The surveillance of C. imicola is of great significance for the prevention and control of African horse sickness because AHSV was transmitted to domestic and wild populations through C. imicola biting. In domestic populations, the horses of AHSV infection have obvious clinical signs, a short period of viremia, and high mortality (Robin, 2019; Wilson et al., 2009). In wild populations, zebra played a crucial role in the persistence of AHSV in Africa and was considered the natural virus reservoir (Mellor & Hamblin, 2004). Zebra rarely showed clinical signs, but the period of viremia can extend approximately 40 days (Barnard et al., 1994). In 2020, African horse sickness was reported in Southeast Asia, and vaccination was the most effective way to control African horse sickness. Before the vaccine development, the priority measures were to prevent vector-host interaction. Stabling of horses overnight can protect horses from African horse sickness because C. imicola and Culicoides bolitinos were less reluctant to enter enclosed space (Wilson et al., 2009). Stabling was also a practical way as part of quarantine measures related to the intercontinental transport of horses (Page et al., 2015). Therefore, multiple integrated measures (such as staling of horses, clearance of larval habitat, insecticides, etc.) may have a greater impact on AHSV transmission (Carpenter et al., 2017).

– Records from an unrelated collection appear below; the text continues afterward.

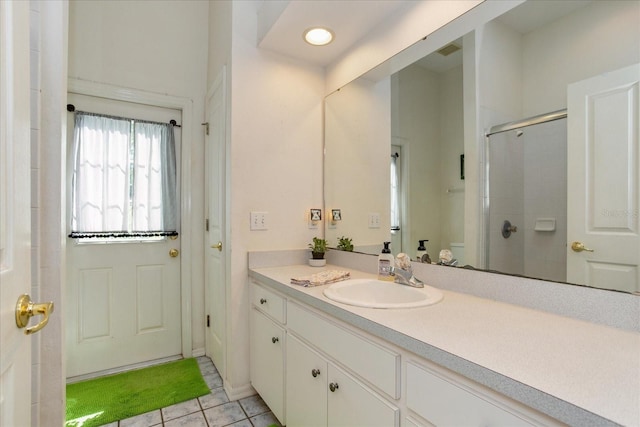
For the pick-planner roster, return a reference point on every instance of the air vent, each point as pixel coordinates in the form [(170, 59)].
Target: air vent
[(449, 49)]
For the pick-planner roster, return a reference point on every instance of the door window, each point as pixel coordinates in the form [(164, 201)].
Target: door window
[(123, 178)]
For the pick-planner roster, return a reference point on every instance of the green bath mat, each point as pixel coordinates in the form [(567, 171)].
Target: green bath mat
[(116, 397)]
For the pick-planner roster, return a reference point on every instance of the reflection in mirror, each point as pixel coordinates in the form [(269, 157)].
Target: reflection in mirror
[(432, 112)]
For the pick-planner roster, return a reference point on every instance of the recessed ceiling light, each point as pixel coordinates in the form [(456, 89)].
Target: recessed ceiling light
[(318, 36)]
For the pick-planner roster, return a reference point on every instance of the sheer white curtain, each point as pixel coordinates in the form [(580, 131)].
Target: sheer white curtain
[(101, 174), (124, 177), (154, 202)]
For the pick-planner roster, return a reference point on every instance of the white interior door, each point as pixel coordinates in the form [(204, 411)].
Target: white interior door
[(123, 298), (604, 181), (215, 248), (15, 237)]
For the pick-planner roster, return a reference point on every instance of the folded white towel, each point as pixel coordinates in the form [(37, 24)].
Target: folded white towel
[(321, 278)]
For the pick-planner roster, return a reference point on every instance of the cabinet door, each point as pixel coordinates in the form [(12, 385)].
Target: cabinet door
[(351, 403), (306, 386), (446, 404), (267, 361)]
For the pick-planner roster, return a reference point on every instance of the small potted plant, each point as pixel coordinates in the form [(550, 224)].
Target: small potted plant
[(344, 244), (318, 248)]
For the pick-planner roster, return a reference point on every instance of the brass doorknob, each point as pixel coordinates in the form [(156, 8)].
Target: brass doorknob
[(25, 309), (579, 247)]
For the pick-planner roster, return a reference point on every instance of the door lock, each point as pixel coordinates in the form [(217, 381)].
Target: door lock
[(25, 309), (579, 247)]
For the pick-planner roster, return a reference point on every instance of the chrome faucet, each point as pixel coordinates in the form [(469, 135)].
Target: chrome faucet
[(402, 272)]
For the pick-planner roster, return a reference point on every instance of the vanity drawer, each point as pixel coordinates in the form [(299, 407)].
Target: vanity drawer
[(374, 363), (444, 402), (268, 302)]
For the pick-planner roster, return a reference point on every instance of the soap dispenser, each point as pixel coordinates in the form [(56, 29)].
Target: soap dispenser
[(385, 261), (422, 250)]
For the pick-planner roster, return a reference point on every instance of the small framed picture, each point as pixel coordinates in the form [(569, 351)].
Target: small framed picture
[(316, 214)]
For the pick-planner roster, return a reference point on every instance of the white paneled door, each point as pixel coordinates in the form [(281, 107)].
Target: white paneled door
[(123, 297), (603, 194), (15, 203)]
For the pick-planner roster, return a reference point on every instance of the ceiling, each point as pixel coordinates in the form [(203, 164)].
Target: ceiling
[(350, 20)]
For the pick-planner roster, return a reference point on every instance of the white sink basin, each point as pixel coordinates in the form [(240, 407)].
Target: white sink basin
[(373, 293)]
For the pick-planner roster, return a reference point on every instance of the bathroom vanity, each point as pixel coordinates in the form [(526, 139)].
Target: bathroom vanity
[(463, 361)]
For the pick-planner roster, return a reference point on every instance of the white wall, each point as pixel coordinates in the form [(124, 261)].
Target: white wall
[(602, 36), (430, 128), (401, 30), (275, 136), (357, 131), (49, 85), (522, 75), (158, 47)]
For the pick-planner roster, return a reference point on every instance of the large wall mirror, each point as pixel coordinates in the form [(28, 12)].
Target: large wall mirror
[(473, 147)]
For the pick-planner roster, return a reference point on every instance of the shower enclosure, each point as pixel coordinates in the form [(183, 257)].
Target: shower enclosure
[(525, 197)]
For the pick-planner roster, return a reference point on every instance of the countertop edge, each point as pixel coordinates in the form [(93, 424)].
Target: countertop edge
[(518, 391)]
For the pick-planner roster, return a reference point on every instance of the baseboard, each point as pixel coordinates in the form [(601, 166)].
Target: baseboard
[(237, 393)]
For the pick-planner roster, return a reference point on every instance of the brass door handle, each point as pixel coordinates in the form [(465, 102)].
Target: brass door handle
[(25, 309), (579, 247)]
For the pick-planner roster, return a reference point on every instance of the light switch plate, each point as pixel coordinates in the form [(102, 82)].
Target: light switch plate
[(374, 220), (259, 220)]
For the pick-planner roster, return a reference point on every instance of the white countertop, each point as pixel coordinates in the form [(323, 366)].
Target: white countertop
[(579, 372)]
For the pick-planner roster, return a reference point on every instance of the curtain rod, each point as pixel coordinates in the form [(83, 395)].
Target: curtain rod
[(72, 109), (535, 120)]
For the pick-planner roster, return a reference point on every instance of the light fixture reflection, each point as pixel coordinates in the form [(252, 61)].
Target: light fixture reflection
[(318, 36)]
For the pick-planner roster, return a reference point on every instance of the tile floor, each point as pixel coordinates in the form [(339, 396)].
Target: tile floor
[(211, 410)]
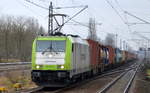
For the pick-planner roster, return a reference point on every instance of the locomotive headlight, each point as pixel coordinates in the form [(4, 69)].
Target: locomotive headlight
[(37, 66), (62, 67)]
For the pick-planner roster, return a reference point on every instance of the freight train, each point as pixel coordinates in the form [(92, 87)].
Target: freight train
[(62, 60)]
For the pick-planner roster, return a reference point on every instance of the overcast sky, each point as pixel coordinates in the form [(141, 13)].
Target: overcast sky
[(98, 9)]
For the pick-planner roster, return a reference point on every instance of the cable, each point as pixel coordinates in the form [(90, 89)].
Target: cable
[(119, 5), (28, 8), (36, 4)]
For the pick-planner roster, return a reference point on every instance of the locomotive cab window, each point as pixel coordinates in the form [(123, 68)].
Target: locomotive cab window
[(51, 46)]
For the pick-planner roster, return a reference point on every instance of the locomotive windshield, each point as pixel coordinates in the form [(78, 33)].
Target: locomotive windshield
[(51, 46)]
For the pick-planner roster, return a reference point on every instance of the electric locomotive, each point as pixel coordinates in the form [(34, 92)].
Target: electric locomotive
[(59, 60)]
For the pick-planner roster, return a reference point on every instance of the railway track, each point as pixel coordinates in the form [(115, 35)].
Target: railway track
[(122, 83), (103, 75)]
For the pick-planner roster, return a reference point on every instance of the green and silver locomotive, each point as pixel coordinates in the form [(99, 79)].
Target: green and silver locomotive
[(59, 60)]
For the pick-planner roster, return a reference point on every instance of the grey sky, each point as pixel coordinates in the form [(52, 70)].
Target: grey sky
[(99, 9)]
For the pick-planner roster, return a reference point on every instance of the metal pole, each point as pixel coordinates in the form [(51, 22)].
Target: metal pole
[(50, 21)]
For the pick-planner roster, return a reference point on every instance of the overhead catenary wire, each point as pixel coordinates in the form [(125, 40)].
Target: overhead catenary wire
[(36, 4), (28, 8)]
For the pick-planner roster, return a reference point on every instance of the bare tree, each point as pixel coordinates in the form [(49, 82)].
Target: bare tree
[(16, 37)]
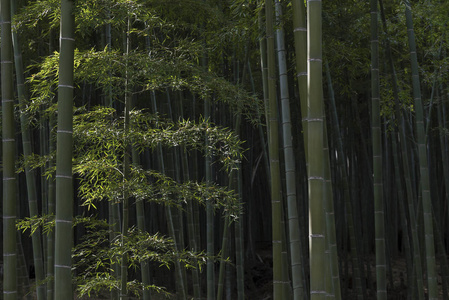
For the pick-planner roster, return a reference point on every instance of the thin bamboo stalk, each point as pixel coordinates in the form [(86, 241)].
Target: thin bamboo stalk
[(64, 146), (377, 158), (423, 164), (29, 173), (290, 174)]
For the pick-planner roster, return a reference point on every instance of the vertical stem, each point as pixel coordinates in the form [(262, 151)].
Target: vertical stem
[(423, 164), (377, 158), (126, 174), (64, 146), (290, 174), (315, 155), (273, 149)]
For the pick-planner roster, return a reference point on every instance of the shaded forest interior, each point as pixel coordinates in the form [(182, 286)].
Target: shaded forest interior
[(237, 149)]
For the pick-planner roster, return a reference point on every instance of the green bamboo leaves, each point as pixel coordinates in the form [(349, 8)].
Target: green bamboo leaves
[(64, 150), (423, 163)]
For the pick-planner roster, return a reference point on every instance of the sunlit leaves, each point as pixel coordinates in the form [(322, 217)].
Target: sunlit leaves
[(95, 256)]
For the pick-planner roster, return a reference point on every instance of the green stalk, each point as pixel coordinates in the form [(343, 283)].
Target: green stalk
[(317, 245), (290, 174), (377, 158), (300, 38), (126, 174), (64, 146), (8, 157), (273, 150), (333, 277), (423, 165), (29, 173)]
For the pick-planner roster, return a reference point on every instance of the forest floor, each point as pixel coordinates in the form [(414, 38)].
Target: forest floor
[(261, 288), (258, 280)]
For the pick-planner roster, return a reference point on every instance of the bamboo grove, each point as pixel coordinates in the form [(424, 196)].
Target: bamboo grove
[(238, 149)]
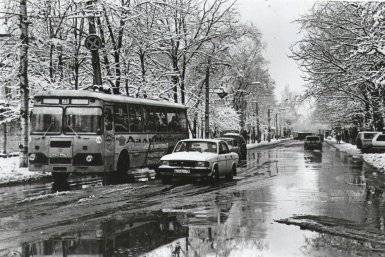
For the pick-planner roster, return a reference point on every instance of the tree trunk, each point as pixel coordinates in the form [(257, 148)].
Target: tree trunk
[(182, 80), (105, 55), (95, 59), (24, 89), (4, 138), (207, 101)]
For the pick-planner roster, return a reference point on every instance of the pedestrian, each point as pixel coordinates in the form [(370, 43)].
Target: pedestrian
[(338, 137)]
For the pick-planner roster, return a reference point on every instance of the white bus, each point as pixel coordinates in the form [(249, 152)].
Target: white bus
[(91, 132)]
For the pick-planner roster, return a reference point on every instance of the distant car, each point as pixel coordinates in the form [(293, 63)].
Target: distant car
[(378, 143), (199, 159), (241, 144), (232, 143), (313, 142), (364, 140)]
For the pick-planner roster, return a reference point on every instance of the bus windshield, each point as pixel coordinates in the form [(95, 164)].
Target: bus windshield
[(46, 120), (196, 146), (82, 120)]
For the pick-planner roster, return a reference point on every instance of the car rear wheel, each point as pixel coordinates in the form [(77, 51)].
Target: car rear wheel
[(231, 174), (214, 175)]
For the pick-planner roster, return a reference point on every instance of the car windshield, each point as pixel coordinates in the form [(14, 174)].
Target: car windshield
[(82, 120), (369, 135), (196, 146), (229, 141), (46, 120)]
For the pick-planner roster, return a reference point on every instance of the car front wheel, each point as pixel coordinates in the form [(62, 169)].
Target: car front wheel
[(214, 176), (230, 175)]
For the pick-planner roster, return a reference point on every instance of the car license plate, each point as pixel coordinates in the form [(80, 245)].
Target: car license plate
[(182, 171)]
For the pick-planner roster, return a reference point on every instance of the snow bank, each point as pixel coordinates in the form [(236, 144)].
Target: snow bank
[(375, 159), (262, 143), (11, 173), (345, 147)]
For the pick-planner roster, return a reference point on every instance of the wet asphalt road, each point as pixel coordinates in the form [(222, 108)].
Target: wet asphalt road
[(229, 219)]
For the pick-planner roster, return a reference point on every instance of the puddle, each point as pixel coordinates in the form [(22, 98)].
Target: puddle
[(232, 219)]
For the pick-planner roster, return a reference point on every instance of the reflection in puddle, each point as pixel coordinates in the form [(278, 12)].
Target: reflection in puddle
[(238, 220), (128, 237)]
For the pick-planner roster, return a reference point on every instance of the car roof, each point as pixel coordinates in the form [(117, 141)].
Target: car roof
[(231, 134), (224, 138), (212, 140)]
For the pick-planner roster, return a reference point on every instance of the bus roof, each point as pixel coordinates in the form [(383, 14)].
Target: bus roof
[(107, 97)]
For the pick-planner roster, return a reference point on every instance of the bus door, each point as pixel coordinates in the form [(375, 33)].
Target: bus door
[(109, 138)]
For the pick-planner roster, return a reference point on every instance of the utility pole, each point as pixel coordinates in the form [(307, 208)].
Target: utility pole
[(95, 59), (276, 125), (258, 129), (4, 138), (23, 83), (207, 100), (269, 126)]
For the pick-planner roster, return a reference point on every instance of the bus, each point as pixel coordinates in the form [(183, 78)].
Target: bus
[(79, 131)]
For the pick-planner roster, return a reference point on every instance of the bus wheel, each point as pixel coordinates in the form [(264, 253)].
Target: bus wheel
[(60, 182), (214, 176), (59, 177), (122, 168), (165, 180), (230, 175)]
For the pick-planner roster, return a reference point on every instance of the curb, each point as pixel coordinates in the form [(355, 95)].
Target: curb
[(253, 146)]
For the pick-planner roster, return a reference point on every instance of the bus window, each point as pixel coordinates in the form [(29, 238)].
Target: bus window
[(182, 119), (121, 118), (46, 120), (82, 120), (156, 120), (135, 118), (108, 119)]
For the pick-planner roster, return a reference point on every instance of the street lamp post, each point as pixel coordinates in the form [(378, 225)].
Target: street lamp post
[(269, 126)]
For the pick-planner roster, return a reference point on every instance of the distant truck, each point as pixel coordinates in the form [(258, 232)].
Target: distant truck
[(301, 135)]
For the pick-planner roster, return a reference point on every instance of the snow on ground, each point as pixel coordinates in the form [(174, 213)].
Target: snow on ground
[(11, 173), (262, 143), (345, 147), (375, 159)]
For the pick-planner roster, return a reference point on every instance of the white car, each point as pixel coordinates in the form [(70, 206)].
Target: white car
[(378, 143), (199, 159)]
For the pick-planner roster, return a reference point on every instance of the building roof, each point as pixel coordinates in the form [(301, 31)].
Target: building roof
[(107, 97)]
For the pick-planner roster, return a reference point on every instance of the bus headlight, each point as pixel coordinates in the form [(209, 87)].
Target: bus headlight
[(166, 163), (32, 157), (202, 164), (89, 158)]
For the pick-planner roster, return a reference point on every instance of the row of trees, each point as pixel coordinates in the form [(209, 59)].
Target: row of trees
[(342, 52), (167, 49)]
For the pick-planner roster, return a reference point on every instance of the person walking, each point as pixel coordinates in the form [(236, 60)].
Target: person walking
[(338, 137)]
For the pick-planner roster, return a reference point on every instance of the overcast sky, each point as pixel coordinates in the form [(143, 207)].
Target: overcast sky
[(275, 19)]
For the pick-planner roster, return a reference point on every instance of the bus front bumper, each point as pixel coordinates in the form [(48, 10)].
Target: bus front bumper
[(184, 172), (66, 168)]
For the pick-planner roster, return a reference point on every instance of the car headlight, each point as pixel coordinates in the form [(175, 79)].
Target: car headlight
[(166, 163), (32, 157), (202, 164), (89, 158)]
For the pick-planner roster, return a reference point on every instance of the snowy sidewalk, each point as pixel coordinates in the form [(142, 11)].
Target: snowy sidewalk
[(264, 143), (375, 159), (10, 172)]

This study still has a limitation, for most of C. imicola occurrence data were obtained from the published literature, which might suffer from underreporting. However, the results could be related to differences in reporting rather than the true ecological habits of Culicoides. In the future, it will be interesting to model the impact of the geographical expansion of Culicoides on disease distribution. Simultaneously, it is of great significance if the prediction model includes Culicoides survivability under high temperatures.
Conclusions
Based on C. imicola occurrence records and bioclimatic variables, the current and future suitable habitat of C. imicola all over the world was modeled using MaxEnt model. Three bioclimatic variables were revealed to have important effects on C. imicola distribution. In the 21st century, the habitat suitability of C. imicola may be different with climate change. The prediction of this study is of strategic significance for vector surveillance and the prevention of vector-borne diseases.